As a culture we need to recognise wounds more and acknowledge them, not in the form of ongoing savage attack and recycling over and over of the lashing out and pain which is a form of repetition compulsion but in way of releasing, bearing witness and honouring the buried grief or trauma to properly release it. Grief has essential lessons to teach us about what is truly important and of value to us. And grief that may be buried under harder more stoical defences or anger, rage or protest, coming out sideways also needs acknowledgement for what it really is.

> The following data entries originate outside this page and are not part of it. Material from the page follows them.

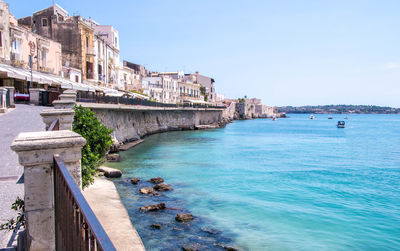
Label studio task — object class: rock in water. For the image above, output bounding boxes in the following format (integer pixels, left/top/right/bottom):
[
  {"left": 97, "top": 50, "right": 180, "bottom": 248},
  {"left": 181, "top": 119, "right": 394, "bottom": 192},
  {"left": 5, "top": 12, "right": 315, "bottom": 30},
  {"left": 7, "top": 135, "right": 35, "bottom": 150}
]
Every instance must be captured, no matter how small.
[
  {"left": 106, "top": 153, "right": 121, "bottom": 162},
  {"left": 98, "top": 166, "right": 122, "bottom": 178},
  {"left": 150, "top": 224, "right": 161, "bottom": 229},
  {"left": 175, "top": 214, "right": 194, "bottom": 222},
  {"left": 140, "top": 202, "right": 166, "bottom": 212},
  {"left": 131, "top": 177, "right": 140, "bottom": 185},
  {"left": 182, "top": 243, "right": 202, "bottom": 251},
  {"left": 148, "top": 177, "right": 164, "bottom": 184},
  {"left": 139, "top": 187, "right": 154, "bottom": 194},
  {"left": 153, "top": 183, "right": 173, "bottom": 192}
]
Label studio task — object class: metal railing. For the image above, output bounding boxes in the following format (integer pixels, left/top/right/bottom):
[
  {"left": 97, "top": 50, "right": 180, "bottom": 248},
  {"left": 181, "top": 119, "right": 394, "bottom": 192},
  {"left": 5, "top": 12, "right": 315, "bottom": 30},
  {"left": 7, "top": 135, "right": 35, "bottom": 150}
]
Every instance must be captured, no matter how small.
[
  {"left": 47, "top": 119, "right": 116, "bottom": 251},
  {"left": 76, "top": 94, "right": 226, "bottom": 109},
  {"left": 54, "top": 155, "right": 116, "bottom": 251}
]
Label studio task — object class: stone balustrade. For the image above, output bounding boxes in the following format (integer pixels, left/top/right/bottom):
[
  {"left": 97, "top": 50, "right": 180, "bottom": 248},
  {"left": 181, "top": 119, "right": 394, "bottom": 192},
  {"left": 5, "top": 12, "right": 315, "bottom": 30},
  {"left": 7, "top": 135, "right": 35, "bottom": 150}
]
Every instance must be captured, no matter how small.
[{"left": 11, "top": 89, "right": 82, "bottom": 251}]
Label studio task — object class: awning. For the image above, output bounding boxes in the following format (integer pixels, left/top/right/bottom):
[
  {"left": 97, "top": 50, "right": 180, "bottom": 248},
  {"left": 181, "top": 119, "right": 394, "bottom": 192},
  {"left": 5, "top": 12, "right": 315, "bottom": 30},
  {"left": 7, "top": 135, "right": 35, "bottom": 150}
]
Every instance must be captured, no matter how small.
[
  {"left": 0, "top": 64, "right": 97, "bottom": 92},
  {"left": 183, "top": 99, "right": 211, "bottom": 105}
]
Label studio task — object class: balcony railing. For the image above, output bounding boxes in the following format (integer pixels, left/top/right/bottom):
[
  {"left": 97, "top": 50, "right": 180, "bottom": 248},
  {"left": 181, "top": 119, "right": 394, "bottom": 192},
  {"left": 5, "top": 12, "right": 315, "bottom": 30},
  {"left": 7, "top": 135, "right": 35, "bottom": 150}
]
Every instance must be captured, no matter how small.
[{"left": 48, "top": 120, "right": 116, "bottom": 251}]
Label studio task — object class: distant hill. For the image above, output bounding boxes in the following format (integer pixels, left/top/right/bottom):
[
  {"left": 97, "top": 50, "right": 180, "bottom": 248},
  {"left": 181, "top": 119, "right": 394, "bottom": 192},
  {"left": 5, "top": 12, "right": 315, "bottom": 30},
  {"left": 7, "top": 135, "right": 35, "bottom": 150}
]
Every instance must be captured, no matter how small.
[{"left": 278, "top": 105, "right": 400, "bottom": 114}]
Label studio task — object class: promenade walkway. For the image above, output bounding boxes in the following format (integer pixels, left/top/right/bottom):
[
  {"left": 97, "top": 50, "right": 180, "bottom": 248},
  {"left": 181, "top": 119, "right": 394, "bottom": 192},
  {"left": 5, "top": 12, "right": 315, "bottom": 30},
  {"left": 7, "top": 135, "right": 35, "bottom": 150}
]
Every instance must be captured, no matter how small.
[{"left": 0, "top": 104, "right": 48, "bottom": 250}]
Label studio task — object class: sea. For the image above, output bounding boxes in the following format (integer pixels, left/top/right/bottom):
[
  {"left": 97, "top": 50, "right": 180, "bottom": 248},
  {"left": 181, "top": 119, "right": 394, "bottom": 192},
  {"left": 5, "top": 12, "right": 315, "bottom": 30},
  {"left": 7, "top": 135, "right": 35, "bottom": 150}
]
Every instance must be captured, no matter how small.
[{"left": 107, "top": 114, "right": 400, "bottom": 250}]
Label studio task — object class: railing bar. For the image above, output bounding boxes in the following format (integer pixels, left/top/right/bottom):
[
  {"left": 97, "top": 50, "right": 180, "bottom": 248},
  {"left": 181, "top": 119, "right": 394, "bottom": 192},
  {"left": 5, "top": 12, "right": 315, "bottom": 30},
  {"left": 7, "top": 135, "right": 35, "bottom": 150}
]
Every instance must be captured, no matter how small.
[
  {"left": 47, "top": 119, "right": 59, "bottom": 131},
  {"left": 54, "top": 156, "right": 115, "bottom": 250}
]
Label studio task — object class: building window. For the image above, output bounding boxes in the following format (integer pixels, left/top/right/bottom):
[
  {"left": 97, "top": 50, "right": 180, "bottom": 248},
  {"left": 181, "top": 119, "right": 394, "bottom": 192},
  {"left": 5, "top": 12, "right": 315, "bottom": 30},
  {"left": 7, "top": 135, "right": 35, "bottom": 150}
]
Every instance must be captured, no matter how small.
[
  {"left": 41, "top": 49, "right": 47, "bottom": 67},
  {"left": 42, "top": 18, "right": 48, "bottom": 27}
]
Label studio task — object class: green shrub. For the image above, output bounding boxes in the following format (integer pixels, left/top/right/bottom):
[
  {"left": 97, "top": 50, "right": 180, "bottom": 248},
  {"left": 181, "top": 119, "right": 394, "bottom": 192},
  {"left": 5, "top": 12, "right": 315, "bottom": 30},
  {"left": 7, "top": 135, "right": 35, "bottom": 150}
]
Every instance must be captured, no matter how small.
[
  {"left": 0, "top": 197, "right": 25, "bottom": 231},
  {"left": 72, "top": 106, "right": 112, "bottom": 188}
]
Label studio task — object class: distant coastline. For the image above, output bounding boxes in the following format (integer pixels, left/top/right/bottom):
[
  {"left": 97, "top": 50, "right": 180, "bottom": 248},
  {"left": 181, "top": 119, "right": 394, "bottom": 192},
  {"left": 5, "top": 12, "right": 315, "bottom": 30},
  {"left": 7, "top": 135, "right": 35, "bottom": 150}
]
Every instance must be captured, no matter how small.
[{"left": 278, "top": 105, "right": 400, "bottom": 114}]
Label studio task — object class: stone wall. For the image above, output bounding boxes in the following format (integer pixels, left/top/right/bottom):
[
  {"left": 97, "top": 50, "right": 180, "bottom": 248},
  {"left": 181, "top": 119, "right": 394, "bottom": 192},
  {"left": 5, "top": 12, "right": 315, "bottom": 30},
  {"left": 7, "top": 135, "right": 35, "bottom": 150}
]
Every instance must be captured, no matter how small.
[{"left": 81, "top": 103, "right": 223, "bottom": 142}]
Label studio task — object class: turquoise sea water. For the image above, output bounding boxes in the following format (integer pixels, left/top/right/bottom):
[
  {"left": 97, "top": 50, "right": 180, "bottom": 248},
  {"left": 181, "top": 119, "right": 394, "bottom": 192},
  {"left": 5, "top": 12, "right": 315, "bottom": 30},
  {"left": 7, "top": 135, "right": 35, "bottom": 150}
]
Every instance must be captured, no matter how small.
[{"left": 109, "top": 115, "right": 400, "bottom": 250}]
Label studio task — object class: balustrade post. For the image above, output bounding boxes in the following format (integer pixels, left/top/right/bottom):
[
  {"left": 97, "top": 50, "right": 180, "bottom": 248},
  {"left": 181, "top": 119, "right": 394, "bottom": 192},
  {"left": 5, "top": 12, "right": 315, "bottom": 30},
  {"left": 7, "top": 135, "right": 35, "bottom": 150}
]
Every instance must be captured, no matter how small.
[
  {"left": 40, "top": 109, "right": 75, "bottom": 131},
  {"left": 11, "top": 130, "right": 86, "bottom": 251}
]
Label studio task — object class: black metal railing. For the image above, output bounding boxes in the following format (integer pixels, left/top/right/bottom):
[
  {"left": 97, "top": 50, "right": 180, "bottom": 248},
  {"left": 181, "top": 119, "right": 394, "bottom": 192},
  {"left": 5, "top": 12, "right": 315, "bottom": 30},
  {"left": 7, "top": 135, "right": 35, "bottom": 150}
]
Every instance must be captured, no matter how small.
[
  {"left": 47, "top": 119, "right": 116, "bottom": 251},
  {"left": 54, "top": 155, "right": 116, "bottom": 251},
  {"left": 76, "top": 95, "right": 226, "bottom": 109}
]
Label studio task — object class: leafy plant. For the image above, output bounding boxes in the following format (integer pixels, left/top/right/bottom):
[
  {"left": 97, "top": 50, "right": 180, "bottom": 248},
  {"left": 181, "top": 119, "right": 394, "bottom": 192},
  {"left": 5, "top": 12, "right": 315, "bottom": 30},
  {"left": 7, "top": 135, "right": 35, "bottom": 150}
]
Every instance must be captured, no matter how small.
[
  {"left": 0, "top": 197, "right": 25, "bottom": 231},
  {"left": 72, "top": 106, "right": 112, "bottom": 188}
]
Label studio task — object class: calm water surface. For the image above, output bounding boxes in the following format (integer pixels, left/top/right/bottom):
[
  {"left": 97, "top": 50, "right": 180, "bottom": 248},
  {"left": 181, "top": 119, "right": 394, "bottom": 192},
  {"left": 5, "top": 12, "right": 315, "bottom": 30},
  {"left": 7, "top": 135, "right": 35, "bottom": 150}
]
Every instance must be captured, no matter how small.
[{"left": 108, "top": 115, "right": 400, "bottom": 250}]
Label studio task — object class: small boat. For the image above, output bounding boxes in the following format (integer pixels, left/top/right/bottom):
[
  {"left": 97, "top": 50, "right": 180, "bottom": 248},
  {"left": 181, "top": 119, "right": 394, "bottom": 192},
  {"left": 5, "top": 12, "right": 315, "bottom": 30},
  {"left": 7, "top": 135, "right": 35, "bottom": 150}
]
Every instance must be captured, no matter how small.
[{"left": 336, "top": 120, "right": 346, "bottom": 128}]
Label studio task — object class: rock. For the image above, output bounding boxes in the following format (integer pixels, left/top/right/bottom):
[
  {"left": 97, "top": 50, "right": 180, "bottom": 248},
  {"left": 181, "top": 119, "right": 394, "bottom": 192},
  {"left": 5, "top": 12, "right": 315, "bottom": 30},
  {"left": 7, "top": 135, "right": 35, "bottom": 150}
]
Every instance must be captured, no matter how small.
[
  {"left": 98, "top": 166, "right": 122, "bottom": 178},
  {"left": 148, "top": 177, "right": 164, "bottom": 184},
  {"left": 175, "top": 214, "right": 194, "bottom": 222},
  {"left": 106, "top": 153, "right": 121, "bottom": 162},
  {"left": 131, "top": 177, "right": 140, "bottom": 185},
  {"left": 214, "top": 243, "right": 239, "bottom": 251},
  {"left": 201, "top": 227, "right": 219, "bottom": 234},
  {"left": 140, "top": 202, "right": 166, "bottom": 212},
  {"left": 139, "top": 187, "right": 154, "bottom": 194},
  {"left": 150, "top": 224, "right": 161, "bottom": 229},
  {"left": 182, "top": 243, "right": 201, "bottom": 251},
  {"left": 153, "top": 183, "right": 173, "bottom": 192}
]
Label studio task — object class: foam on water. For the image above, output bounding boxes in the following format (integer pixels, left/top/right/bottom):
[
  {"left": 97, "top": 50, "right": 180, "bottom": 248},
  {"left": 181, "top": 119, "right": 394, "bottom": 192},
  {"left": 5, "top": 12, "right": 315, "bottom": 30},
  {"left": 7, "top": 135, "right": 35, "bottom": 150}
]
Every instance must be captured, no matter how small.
[{"left": 108, "top": 115, "right": 400, "bottom": 250}]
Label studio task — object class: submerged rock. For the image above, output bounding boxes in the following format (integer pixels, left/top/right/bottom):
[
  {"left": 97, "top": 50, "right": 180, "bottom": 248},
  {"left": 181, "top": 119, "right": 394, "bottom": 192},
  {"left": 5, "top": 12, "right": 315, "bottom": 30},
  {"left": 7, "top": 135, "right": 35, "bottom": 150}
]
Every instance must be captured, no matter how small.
[
  {"left": 201, "top": 227, "right": 219, "bottom": 234},
  {"left": 182, "top": 243, "right": 201, "bottom": 251},
  {"left": 150, "top": 224, "right": 161, "bottom": 229},
  {"left": 139, "top": 187, "right": 158, "bottom": 195},
  {"left": 140, "top": 202, "right": 166, "bottom": 212},
  {"left": 148, "top": 177, "right": 164, "bottom": 184},
  {"left": 175, "top": 214, "right": 194, "bottom": 222},
  {"left": 214, "top": 243, "right": 239, "bottom": 251},
  {"left": 131, "top": 177, "right": 140, "bottom": 185},
  {"left": 98, "top": 166, "right": 122, "bottom": 178},
  {"left": 153, "top": 183, "right": 173, "bottom": 192},
  {"left": 106, "top": 153, "right": 122, "bottom": 162}
]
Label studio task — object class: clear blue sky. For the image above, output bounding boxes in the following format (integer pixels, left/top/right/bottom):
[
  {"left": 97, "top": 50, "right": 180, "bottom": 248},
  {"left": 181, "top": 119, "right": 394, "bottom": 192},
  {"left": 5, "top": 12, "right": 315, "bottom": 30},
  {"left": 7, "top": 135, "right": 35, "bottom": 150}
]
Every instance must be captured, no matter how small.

As someone who has suffered complex buried grief for over 40 years I now see where my grief lies buried. I see how it told me to isolate, especially in a culture where it could not find acceptance, allowance or expression. I think of my time after the head injury I sustained on the back of the first anniversary of my ex husband leaving me when I was full on in recovery trying to unearth so much repressed, historical grief (which I now know had such a massive ancestral multi-generational component)….after that accident the family I was boarding with told me to leave as I was ‘too sad’ and an all too painful reminder of a person they lost. I went to an ashram in Glastonbury still struggling but there, at least I got some holding and recognition from other souls who I believe were also struggling within a ‘spiritual bypass’. It has taken me many years to find a therapist totally comfortable with my grief, who I trusted and did not shame or abandon me for anger or rage. It has taken a big feat of strength to hear the cry of my own repressed life energy from trauma which is loaded with a grief over savage things done to me at hands of parents, nuns, friends and partners. But is has taken me longer to see the part I played in attracting and accepting the victimisation as well as participating in it.
Today I can fully acknowledge my grief over what began to be taken from me as a child and was cut out of me or arrested with the accident to my body at age 17….I am in the time of year now when I was ‘coming out’ of the accident, released from hospital on 24 Dec and struggling on the brink of needing to choose a career or course of study only to have my sister struck down with an aneurysm around 20 February the next year. Then there were 5 more years of struggle and pain before I left for overseas carrying all of that unresolved trauma.
Last night in meditation I released some more of the significant trauma around a relationship I had in 1990 and I did experience it leaving my body. I know I am not meant to stay stuck in this but in order to heal I have to find safe places to express it. These days I tend to turn towards the angels and my guides more, as well as pray to Jesus. I pray for the light to enter the dark places and for the grief to find release. I let my ancestors know all the time their suffering or loss will not be in vain.
As a culture I wish we would do more to acknowledge grief or trauma and work towards healing. Current trauma may have far back roots that lay in previous generations, generations who just had to press on regardless. Lately I have been the part of Alan Cummings autobiography in which he discovers the war trauma of his grandfather. In a particularly poignant part of the book he explains how his grandfather’s trauma and mental illness from war trauma had to be denied or buried due to stigma. So that trauma went mute, hidden under a cover of silence or other dysfunction. Luckily we are learning better ways, for trauma, grief and pain needs acknowledgement to help others to release and when this denied things turn even more savage and toxic.